Directions to follow
- Preheat your oven to 350°F (175°C). Prepare a 9×9-inch baking pan by greasing and flouring it.
- In a medium bowl, whisk together the flour, baking powder, baking soda, and salt until evenly mixed.
- In a larger bowl, cream together the softened butter and granulated sugar until the mixture is light and fluffy. Add the eggs one by one, mixing well after each addition, then stir in the vanilla extract.
- Gradually mix the dry flour mixture into the wet ingredients, alternating with the sour cream. Start and end with the flour, mixing gently until just combined.
- Carefully fold in the crushed pineapple and the chopped macadamia nuts, if you’re using them.
- Pour the batter into your prepared baking pan and spread it evenly.
- Bake in the preheated oven for 35-40 minutes. Check for doneness by inserting a toothpick in the center; it should come out clean.

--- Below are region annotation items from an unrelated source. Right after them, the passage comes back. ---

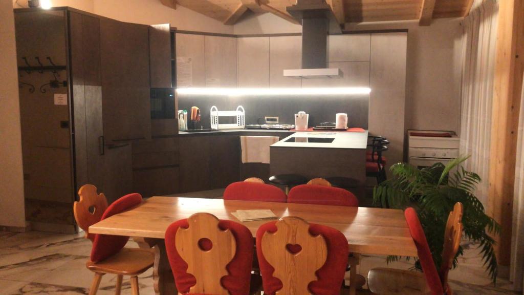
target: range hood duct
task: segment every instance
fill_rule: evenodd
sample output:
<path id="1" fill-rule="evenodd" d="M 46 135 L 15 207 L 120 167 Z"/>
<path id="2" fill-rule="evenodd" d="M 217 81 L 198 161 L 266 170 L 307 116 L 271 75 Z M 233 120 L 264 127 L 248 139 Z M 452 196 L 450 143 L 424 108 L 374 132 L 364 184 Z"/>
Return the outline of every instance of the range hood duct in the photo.
<path id="1" fill-rule="evenodd" d="M 284 70 L 285 77 L 298 79 L 338 78 L 340 69 L 328 65 L 328 35 L 341 34 L 331 7 L 324 0 L 297 0 L 286 8 L 302 23 L 302 69 Z"/>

- Let the cake cool in the pan for about 10 minutes before transferring it to a wire rack to cool completely.
Best ways to enjoy it
This cake is perfect on its own, but you can elevate its presentation by dusting it with powdered sugar or drizzling it with a simple glaze made from powdered sugar and lemon juice. It pairs wonderfully with a scoop of vanilla ice cream or a dollop of whipped cream. For a festive touch, consider serving it alongside fresh fruit or a tropical fruit salad.
Keeping leftovers fresh
To store your Hawaiian Pineapple Cake Delight, let it cool completely and then wrap it in plastic wrap or aluminum foil. You can keep it at room temperature for up to three days. If you want to save it for later, this cake freezes beautifully. Just ensure it is well wrapped and it will be good for up to three months. When you’re ready to enjoy it, simply thaw in the refrigerator overnight.
Helpful cooking tips
- For an extra burst of flavor, consider adding a teaspoon of coconut extract to the batter along with the vanilla.
- If you want a more intense pineapple taste, try using fresh pineapple instead of canned. Just remember to drain it well!

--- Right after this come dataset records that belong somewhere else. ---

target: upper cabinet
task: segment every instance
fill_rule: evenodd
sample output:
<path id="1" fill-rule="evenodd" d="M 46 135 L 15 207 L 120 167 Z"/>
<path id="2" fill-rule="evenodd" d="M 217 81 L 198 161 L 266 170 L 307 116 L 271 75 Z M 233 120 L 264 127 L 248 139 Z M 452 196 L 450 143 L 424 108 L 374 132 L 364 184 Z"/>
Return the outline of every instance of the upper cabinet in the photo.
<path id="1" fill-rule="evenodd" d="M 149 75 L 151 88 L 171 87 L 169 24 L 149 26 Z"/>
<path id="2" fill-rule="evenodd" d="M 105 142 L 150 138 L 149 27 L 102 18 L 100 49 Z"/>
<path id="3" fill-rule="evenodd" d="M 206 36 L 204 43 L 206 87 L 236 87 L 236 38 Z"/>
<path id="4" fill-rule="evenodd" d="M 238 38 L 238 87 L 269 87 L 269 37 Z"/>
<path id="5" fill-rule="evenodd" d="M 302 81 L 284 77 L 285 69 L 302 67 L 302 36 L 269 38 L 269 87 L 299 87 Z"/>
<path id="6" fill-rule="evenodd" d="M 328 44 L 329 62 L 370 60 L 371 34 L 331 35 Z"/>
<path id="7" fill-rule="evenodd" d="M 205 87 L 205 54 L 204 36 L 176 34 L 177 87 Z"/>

- Be sure not to overmix when combining the wet and dry ingredients. Overmixing can lead to a denser cake.
Creative twists
Looking to switch it up? Here are some fun variations:
- Try replacing the macadamia nuts with crushed walnuts or pecans for a different nutty flavor.
- Add shredded coconut into the batter for an extra tropical flair.
- For a more decadent treat, incorporate chocolate chips for a sweet contrast to the pineapple.
FAQs
How long does it take to prepare this cake?
The preparation is quite quick, taking about 20 minutes. The total baking time is around 35-40 minutes, making it an efficient but satisfying dessert option.
Can I substitute the sour cream?
Absolutely! Greek yogurt can be a great substitute if you’re looking for a lighter alternative with a similar tangy flavor.
How do I know when the cake is ready?
Insert a toothpick into the center of the cake. If it comes out clean or with a few crumbs (but no wet batter), your cake is done.